The girl looked around like a piece of paper would materialize from somewhere. When it didn’t, she picked up one of the packages of underwear. “How about this?”

He hadn’t fully formed in his mind the sentence that would suggest they instead ask a cashier if she had a piece of paper before the two guys must’ve decided that the girl had not, in fact, won the debate. They both grabbed unpackaged underwear from a bin, wadded them up, and hurled them at Connor.

The girl turned to the boys, shouted, “Losers!” then stormed off as they continued throwing underwear at him. He wasn’t sure if he’d rather they hurled the insults. At least the underwear was quieter.

They were relentless, though. He turned away from the flying underwear balls to make a quick escape toward the doors and ran right into a woman. He had been in such a hurry to leave that his speed knocked them both off their feet.
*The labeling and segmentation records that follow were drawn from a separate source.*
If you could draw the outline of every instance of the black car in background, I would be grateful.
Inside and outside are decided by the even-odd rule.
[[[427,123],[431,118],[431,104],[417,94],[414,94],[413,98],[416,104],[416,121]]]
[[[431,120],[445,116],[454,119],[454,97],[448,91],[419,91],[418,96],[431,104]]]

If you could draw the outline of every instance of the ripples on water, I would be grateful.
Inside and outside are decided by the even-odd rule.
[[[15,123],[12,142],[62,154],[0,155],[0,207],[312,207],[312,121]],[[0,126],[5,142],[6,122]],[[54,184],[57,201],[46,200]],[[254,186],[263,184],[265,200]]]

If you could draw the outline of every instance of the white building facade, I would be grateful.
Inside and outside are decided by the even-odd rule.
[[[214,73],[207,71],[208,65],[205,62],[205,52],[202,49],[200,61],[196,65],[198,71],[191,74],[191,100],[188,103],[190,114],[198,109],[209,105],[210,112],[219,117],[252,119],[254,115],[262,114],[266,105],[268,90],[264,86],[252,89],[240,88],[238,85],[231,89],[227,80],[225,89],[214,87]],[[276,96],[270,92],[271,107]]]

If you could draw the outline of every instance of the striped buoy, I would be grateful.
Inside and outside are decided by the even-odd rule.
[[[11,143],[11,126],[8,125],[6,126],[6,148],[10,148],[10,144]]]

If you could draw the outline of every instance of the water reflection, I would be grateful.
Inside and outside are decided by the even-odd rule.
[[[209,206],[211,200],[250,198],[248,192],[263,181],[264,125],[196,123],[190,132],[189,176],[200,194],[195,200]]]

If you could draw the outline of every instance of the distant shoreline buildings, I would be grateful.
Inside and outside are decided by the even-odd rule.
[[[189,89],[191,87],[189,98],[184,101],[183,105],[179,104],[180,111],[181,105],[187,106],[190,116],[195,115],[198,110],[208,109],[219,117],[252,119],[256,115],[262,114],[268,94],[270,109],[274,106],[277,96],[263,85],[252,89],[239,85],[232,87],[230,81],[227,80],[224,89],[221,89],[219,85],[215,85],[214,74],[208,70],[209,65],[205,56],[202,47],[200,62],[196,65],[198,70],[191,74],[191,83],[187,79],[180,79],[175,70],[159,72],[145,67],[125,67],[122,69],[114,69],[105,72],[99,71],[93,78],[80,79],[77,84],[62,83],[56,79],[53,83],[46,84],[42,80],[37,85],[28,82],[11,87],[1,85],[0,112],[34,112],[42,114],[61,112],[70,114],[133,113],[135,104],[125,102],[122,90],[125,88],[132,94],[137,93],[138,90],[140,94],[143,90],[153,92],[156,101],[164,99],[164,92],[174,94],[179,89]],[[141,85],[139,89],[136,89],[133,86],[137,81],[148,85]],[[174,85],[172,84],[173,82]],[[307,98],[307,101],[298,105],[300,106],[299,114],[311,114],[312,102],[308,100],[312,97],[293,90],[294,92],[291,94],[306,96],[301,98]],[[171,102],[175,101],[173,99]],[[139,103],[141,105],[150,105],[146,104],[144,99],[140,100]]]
He wrapped his arms around the woman as they fell, twisting so that he would land on the bottom instead of landing on her.

Which wouldn’t have been so bad, except that they hit a mannequin on the way down, knocking it over. And as it fell, it took out the next mannequin, which took out the next one. Connor, the woman, and each of the four mannequins fell to the ground like dominos. The landing knocked the air right out of him.

His sister was right— he really should’ve let someone from team services buy the underwear.